Just weeks later, Congress passed the president’s COVID-19 relief plan, which “pumps up” subsidies for insurance coverage purchased through HealthCare.gov. The additional assistance could save patients hundreds of dollars on their monthly premium.

Then, in March, the Centers for Medicare and Medicaid Services walked back a controversial proposal that would have weakened Medicare protections on six classes of medications for high-risk diseases including movement disorders, cancer and mental illness. 

What’s next? If advocates have their say, perhaps it will be revisiting federal policy on co-pay cards.  

After flip-flopping about how patients can benefit from co-pay cards, CMS issued a final rule on the matter in May 2020. It said health plans do not have to apply the cards’ value toward patients’ annual deductible. The cards can still discount the cost of medication. But patients may be surprised at the pharmacy pick-up counter when the co-pay card balance runs out and the full balance of their annual deductible is due. 

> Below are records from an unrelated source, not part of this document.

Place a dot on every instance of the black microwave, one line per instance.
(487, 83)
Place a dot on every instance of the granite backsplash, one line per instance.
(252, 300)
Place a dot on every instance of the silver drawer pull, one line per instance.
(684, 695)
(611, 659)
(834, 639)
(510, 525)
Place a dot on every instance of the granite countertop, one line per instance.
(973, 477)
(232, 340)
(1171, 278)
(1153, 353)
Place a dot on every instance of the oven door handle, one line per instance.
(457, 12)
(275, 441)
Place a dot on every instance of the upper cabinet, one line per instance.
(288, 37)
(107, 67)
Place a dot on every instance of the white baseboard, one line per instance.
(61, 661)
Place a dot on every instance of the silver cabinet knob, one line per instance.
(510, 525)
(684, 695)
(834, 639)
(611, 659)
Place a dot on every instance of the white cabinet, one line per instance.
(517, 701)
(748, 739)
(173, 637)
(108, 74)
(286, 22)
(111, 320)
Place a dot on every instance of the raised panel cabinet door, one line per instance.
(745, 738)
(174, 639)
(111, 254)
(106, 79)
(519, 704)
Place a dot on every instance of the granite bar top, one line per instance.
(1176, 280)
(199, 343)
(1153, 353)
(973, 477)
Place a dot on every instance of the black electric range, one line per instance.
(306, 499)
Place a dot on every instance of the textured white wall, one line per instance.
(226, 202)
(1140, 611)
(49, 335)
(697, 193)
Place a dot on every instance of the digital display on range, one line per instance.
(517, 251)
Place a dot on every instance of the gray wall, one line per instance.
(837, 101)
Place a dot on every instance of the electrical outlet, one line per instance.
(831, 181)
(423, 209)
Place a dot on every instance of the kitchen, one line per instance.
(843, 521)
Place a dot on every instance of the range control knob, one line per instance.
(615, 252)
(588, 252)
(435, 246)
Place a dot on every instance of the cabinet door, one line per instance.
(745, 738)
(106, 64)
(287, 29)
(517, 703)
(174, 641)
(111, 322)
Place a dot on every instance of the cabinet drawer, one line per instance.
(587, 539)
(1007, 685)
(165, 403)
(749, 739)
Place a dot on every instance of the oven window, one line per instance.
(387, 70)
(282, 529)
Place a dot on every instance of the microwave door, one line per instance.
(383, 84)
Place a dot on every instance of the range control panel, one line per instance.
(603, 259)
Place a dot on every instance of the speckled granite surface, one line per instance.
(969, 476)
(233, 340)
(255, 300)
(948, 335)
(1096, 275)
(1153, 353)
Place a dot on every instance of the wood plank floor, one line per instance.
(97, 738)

Health plans’ policy of not crediting co-pay cards’ value toward the annual deductible is called a co-pay accumulator adjustment program.

These programs can pose real challenges for patients. Research shows that even a nominal increase in out-of-pocket cost leads patients to abandon their medications or not take them as prescribed. 

Perhaps that’s why the concept of reducing out-of-pocket drug costs has bipartisan support. Last August, Representatives A. Donald McEachin (D-VA), Rodney Davis (R-IL) and Bonnie Watson Coleman (D-NJ) introduced a bill to protect patients from high out-of-pocket prescription drug costs during the COVID-19 pandemic. While the bill didn’t pass, it signals that elected officials from both sides of the aisle are committed to standing with patients on this issue.

The momentum generated by the administration’s health policymaking presents an important opportunity for continued improvements. There’s no better time than the present for the Biden administration to work with Congress to address the effect that co-pay policy has on patients’ pocketbooks – and their health.